We didn’t really need the trap to figure out who the caller was, but it would’ve been more evidence in the stalking charge.
I go to dinner at Doc’s. His new wife, Mari, makes an Indian dish I can’t pronounce, but I know it’s got plenty of garlic in it. The Indians have at least garlic in common with us guineas.
“You’re having difficulties,” Doc says at the dinner table.
“What?” I answer.
“What’s wrong? You haven’t said a w
ord about her in over a week,” he replies.
Mari watches me. She’s a beautiful black woman herself. She’s as dark as Celia, without the African features, naturally.
“You playing detective off the clock?” I grin.
“Why don’t you just say what it is?”
“I haven’t seen her in over a week.”
I look down at Mari and I remember she’s an M.D. Not a shrink, but she’s at least in the same basic ballpark.
I explain about Celia’s mood swings, about her lapses into wherever it is that she escapes to.
“She should see a psychiatrist.
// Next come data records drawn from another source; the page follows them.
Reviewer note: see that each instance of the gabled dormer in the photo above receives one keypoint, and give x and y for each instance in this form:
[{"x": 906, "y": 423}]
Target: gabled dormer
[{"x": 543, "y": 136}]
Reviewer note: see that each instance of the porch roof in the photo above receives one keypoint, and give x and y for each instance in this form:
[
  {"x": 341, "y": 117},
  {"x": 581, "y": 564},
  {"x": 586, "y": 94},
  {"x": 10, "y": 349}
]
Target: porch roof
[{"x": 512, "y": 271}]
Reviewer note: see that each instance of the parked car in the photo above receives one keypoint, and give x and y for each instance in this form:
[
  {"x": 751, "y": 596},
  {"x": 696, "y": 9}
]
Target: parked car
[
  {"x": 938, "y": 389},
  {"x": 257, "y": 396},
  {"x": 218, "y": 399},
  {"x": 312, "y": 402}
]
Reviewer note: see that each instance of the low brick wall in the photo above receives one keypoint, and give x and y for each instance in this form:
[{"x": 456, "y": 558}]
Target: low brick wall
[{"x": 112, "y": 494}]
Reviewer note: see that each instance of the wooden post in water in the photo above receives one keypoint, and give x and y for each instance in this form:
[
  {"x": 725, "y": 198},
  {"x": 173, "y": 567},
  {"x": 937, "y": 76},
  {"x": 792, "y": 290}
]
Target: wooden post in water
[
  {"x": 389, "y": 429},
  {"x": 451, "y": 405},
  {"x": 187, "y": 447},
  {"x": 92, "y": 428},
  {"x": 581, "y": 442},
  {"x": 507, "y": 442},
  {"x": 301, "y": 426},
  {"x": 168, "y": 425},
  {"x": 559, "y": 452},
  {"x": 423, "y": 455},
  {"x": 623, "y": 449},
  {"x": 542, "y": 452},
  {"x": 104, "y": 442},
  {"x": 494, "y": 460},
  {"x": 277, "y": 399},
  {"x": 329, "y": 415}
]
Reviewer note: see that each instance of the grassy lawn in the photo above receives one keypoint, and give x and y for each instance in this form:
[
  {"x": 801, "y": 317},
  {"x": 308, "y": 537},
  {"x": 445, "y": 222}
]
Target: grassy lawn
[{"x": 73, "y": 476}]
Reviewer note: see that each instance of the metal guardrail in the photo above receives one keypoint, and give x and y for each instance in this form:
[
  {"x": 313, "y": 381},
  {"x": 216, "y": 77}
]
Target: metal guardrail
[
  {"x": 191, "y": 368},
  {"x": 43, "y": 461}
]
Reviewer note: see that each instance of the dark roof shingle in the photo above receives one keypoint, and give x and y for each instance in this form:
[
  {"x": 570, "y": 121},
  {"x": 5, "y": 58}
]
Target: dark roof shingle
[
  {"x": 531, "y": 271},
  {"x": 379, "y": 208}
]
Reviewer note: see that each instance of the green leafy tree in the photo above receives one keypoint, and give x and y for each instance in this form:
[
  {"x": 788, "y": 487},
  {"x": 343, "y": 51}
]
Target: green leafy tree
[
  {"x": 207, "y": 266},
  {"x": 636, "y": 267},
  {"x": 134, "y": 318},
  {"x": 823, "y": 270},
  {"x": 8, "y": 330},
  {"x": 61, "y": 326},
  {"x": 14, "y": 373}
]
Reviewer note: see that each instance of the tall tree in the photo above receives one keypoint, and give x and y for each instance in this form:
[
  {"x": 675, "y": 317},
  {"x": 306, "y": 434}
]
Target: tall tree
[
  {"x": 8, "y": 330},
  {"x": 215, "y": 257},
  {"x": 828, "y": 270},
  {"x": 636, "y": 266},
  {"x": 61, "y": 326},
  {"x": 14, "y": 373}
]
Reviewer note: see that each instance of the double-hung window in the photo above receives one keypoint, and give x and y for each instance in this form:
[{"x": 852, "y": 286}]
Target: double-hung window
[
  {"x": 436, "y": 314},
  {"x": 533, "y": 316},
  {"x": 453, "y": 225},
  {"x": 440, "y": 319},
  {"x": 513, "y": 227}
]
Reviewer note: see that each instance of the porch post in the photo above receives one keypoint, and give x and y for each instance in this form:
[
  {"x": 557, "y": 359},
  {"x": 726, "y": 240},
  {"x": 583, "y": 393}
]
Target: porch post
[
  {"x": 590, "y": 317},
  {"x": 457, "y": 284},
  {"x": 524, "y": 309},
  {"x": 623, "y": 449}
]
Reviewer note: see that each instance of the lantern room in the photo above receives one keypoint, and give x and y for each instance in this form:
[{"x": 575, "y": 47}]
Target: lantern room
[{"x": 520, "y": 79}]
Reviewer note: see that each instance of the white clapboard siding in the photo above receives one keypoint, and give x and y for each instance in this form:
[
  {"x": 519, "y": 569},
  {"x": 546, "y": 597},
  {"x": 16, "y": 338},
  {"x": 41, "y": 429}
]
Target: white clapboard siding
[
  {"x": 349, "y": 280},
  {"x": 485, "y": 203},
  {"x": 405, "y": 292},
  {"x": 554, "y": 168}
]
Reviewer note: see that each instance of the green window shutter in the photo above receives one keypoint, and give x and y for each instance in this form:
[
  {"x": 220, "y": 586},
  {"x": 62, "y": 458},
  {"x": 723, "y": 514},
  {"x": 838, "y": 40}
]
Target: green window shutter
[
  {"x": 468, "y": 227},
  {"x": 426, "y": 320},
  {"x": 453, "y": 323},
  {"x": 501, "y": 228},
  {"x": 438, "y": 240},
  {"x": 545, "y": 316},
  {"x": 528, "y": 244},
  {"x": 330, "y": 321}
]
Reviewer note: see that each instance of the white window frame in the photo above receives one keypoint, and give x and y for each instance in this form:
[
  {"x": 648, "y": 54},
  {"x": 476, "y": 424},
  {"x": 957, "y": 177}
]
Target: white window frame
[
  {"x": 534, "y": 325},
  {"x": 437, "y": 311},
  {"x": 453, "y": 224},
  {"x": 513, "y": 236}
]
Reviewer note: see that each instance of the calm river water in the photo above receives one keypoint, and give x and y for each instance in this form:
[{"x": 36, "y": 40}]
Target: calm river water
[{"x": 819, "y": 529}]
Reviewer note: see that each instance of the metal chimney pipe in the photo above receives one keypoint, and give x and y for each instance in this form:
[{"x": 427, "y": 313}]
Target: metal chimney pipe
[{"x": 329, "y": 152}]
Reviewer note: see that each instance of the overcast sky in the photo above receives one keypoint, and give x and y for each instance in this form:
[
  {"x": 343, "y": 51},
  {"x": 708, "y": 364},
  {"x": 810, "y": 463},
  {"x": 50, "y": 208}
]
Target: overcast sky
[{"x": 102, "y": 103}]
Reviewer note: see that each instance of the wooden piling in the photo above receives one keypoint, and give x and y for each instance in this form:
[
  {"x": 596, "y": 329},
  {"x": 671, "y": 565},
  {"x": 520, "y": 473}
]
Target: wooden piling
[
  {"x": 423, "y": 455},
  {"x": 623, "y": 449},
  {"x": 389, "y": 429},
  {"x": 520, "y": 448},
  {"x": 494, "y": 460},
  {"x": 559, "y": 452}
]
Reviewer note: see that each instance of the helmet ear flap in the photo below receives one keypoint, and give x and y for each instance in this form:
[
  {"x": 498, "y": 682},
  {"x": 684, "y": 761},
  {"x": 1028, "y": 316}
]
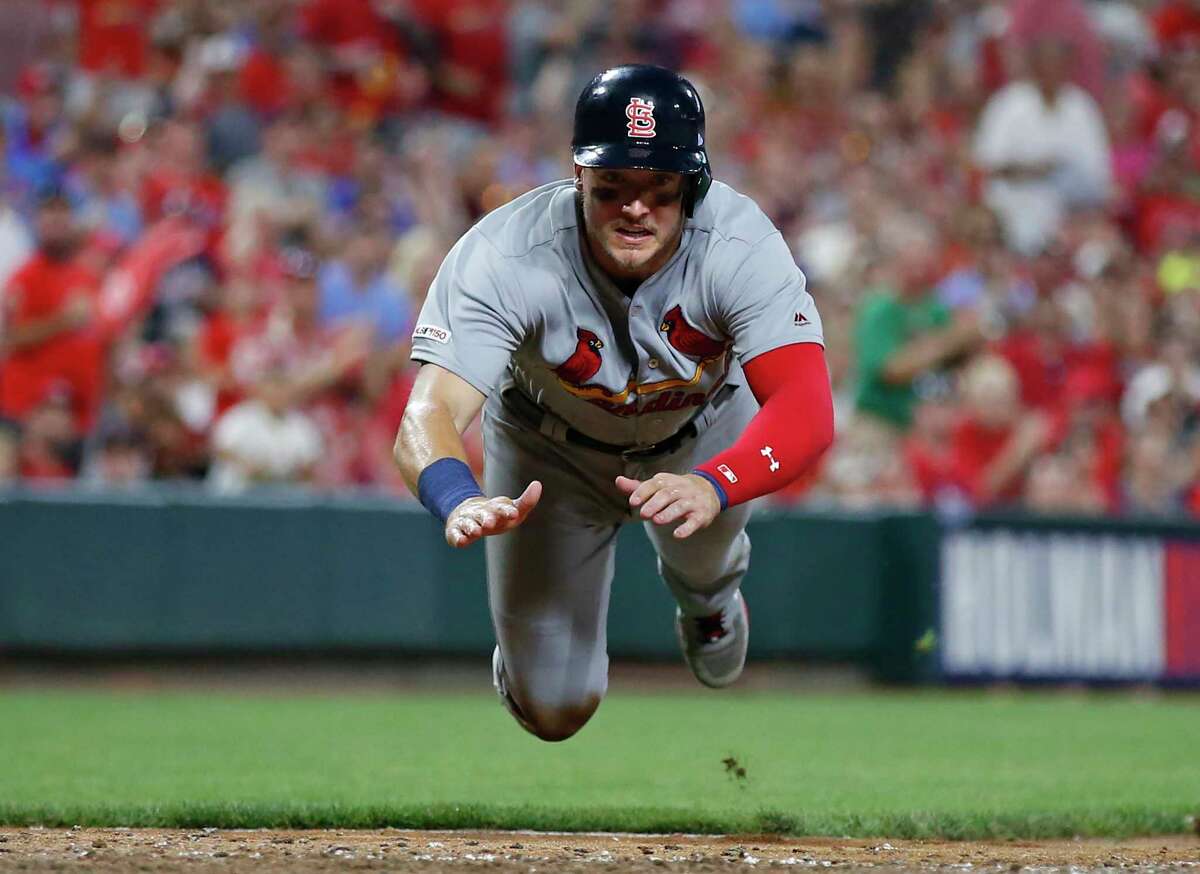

I’m not trained in that field, as you know, but it sounds like she’s suffering from something like a delayed stress syndrome. You know, what soldiers suffered when they came back from war. Harold said he knew people from the Korean War who had the same symptoms you’re describing. It’s almost like dissociation. They try to distance themselves from the people they care most about. But don’t take my word for it. Get her some real therapy.”
“I tried. But she didn’t show up to the first two sessions. She said she had to work over, both times. But I think she just blew them off because the second time she said she needed to work overtime, I called the hospital and asked for her, but she wasn’t there.”
“Did you find out from her where she actually was?” Doc asks.
“Yeah. She got very vague. Angry, too. She pulled the same kind of scene she pulled with the couch I bought her.”
Mari is watching me, but she doesn’t say anything else.
“Hey. The meal was spectacular, Mari. First class stuff.”
I become awkward when I talk about Celia and me. It doesn’t matter who I’m telling it to.
I start to sway and stagger, verbally.
“Get her to the sessions, Jimmy. She sounds like she’s on the way down. The way I was headed when those two kids got shot on the west side.”
Doc is looking at me with his serious stare. He saves it for when he really wants me to pay attention.